O Moita - Vera Lambiasi

O moita                                                                                           
Vera Lambiasi

Clóvis frequentava, religiosamente às quintas, a reunião de condomínio.
De expressão amuada, mais ouvia que falava.

Exalava respeito, em suas formas arredondadas pelo tempo.

Contava com 60, embora seu modo de vida aparentasse mais.

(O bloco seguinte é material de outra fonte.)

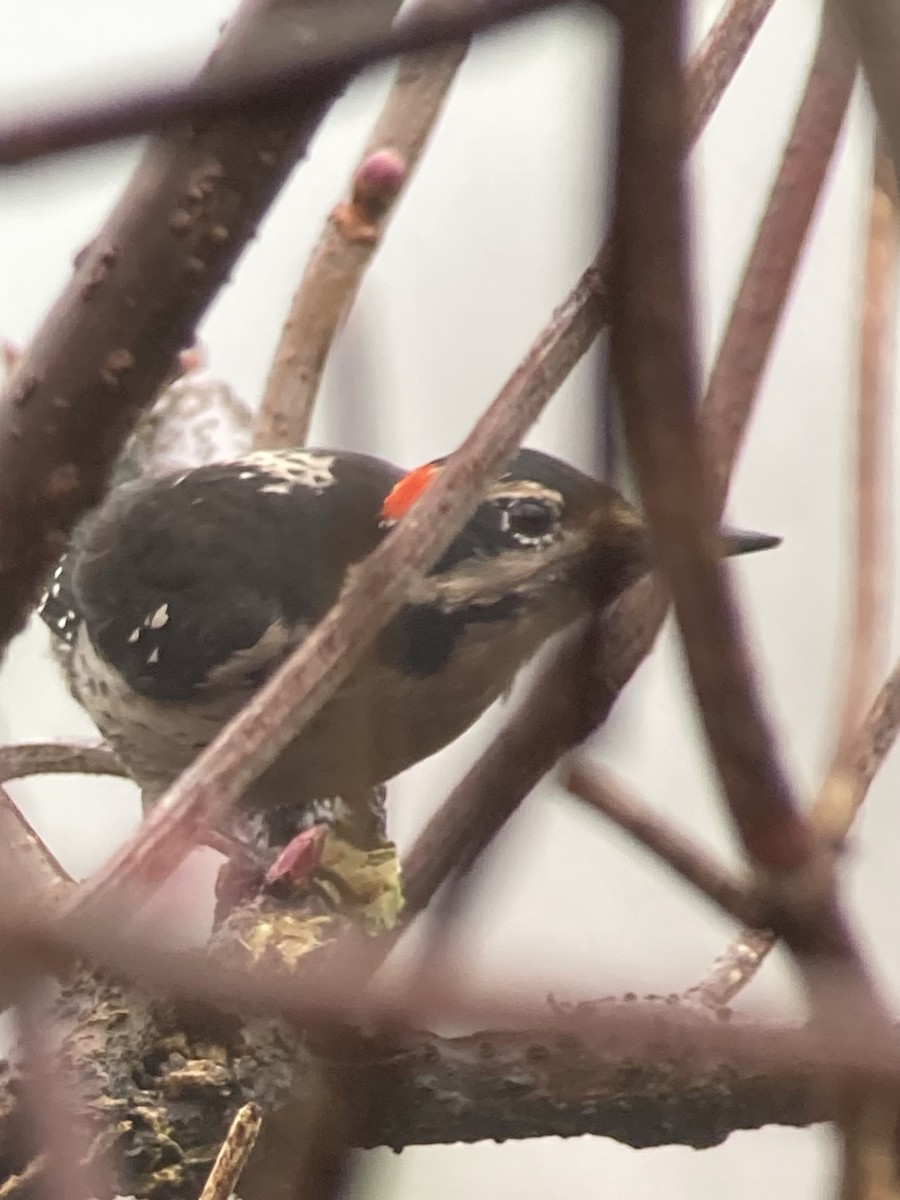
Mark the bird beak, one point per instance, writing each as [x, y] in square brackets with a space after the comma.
[743, 541]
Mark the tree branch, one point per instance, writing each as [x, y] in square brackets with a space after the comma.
[607, 797]
[274, 83]
[772, 263]
[136, 295]
[352, 235]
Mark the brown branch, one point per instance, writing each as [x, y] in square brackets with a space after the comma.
[875, 25]
[568, 701]
[733, 970]
[849, 781]
[28, 849]
[135, 298]
[499, 1085]
[375, 592]
[683, 856]
[233, 1156]
[719, 57]
[271, 84]
[88, 757]
[832, 815]
[653, 359]
[352, 235]
[869, 580]
[575, 694]
[775, 253]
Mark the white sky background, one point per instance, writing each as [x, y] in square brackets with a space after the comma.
[493, 233]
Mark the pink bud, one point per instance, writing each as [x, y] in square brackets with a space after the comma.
[378, 180]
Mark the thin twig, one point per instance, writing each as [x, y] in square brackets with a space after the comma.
[233, 1155]
[277, 78]
[88, 757]
[570, 697]
[718, 58]
[875, 25]
[861, 750]
[591, 670]
[352, 235]
[870, 568]
[851, 777]
[29, 849]
[832, 815]
[773, 259]
[132, 304]
[658, 389]
[664, 840]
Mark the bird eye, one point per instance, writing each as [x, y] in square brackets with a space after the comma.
[529, 520]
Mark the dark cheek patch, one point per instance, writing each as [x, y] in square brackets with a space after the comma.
[421, 640]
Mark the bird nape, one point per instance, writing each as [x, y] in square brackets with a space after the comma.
[183, 593]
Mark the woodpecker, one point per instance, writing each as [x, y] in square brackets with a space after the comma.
[183, 593]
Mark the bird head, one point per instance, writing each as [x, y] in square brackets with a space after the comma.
[544, 529]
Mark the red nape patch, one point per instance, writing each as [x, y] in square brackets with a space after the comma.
[405, 493]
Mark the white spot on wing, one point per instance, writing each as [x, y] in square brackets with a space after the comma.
[285, 469]
[159, 618]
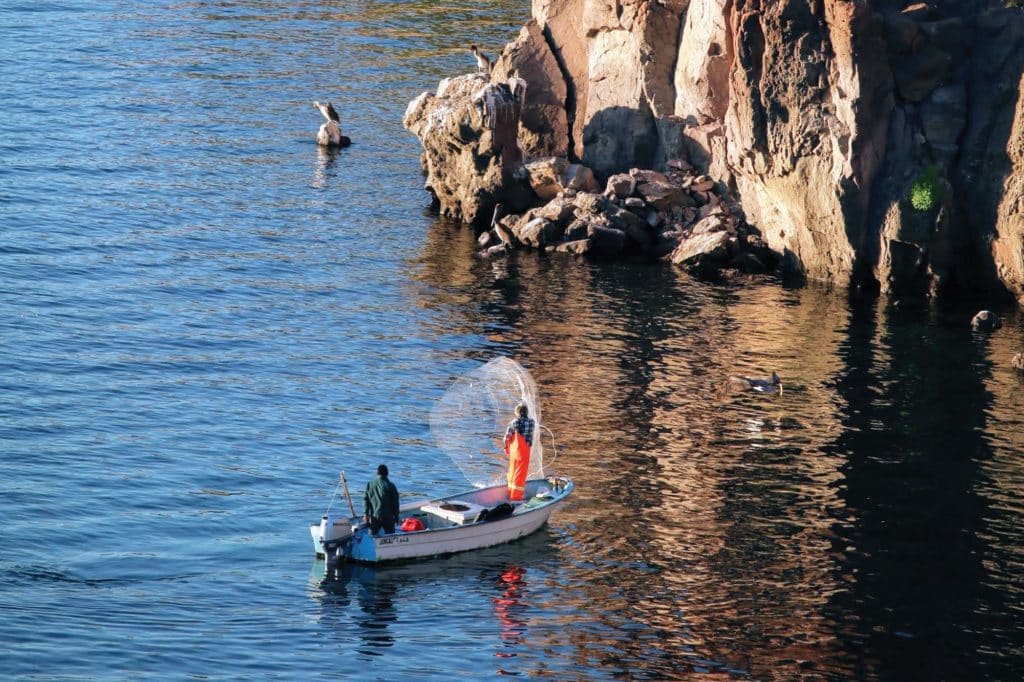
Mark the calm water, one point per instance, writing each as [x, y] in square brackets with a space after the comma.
[203, 320]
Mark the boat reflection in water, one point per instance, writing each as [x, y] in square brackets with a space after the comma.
[477, 599]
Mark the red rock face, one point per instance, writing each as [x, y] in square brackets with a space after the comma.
[822, 116]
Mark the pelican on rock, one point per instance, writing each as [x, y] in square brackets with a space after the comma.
[482, 60]
[771, 385]
[330, 133]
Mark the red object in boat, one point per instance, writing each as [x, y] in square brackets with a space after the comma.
[412, 523]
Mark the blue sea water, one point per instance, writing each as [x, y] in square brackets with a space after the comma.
[204, 318]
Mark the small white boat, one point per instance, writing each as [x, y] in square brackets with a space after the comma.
[468, 423]
[457, 523]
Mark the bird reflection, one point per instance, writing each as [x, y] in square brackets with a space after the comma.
[326, 161]
[508, 608]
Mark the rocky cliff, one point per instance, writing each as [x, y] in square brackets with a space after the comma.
[871, 142]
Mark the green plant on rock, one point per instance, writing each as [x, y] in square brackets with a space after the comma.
[927, 190]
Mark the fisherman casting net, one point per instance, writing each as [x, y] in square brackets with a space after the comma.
[469, 421]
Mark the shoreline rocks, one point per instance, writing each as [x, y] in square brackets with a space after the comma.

Não opinava sobre resoluções corriqueiras no prédio.

Quem limpava o quê não era do seu interesse, desde que estivesse no orçamento mensal.

Este era o seu real motivo de participação.

À cada proposta de obra, ou gastança supérflua, sua mãozona se levantava contra.

Tudo pela economia do condomínio, bradava seu vozeirão.

De tão pão-duro, Clóvis foi eleito síndico, pela maioria pouco interessada de moradores.

Especialista em reuniões, de seu passado como auditor, punha-se à cabeceira da encerada mesa, distribuía as pautas, dava as ordens, e destratava a secretária.

O bonachão começava a escancarar suas intenções.

Fazia com que todos os funcionários trabalhassem muito, a baixo custo, e culpava a situação do país.

Os proprietários dos apartamentos se desdobravam em ideias para reduzir o consumo de água, luz, gás, até de sacos de lixo.

Clóvis, nesta altura, era tido como um gênio da administração.

Sua autoridade mão-de-vaca espalhava-se pelo bairro.

Outros síndicos começaram a caminhar juntos em seu trajeto de austeridade.

O pátio comum foi ficando cada vez mais limpo!

E vazio...

As crianças já não brincavam, para não sujar.

A piscina estava seca, e coberta.

A sauna, trancada.

Aparelhos de ginástica, enferrujando.

O preguiçoso Clóvis dormia, comia, e dava ordens pelo interfone ao servil porteiro.

A vida feliz em sonho de condomínio esvaia-se dos residentes.

Apartamentos colocados à venda, iam sendo arrematados a ninharia pelo esperto Clóvis.

Ao cabo de um ano, adquiriu todas as 24 unidades.

Colocou todas para alugar, inclusive a sua.


E partiu para um novo condomínio, com falhas de administração.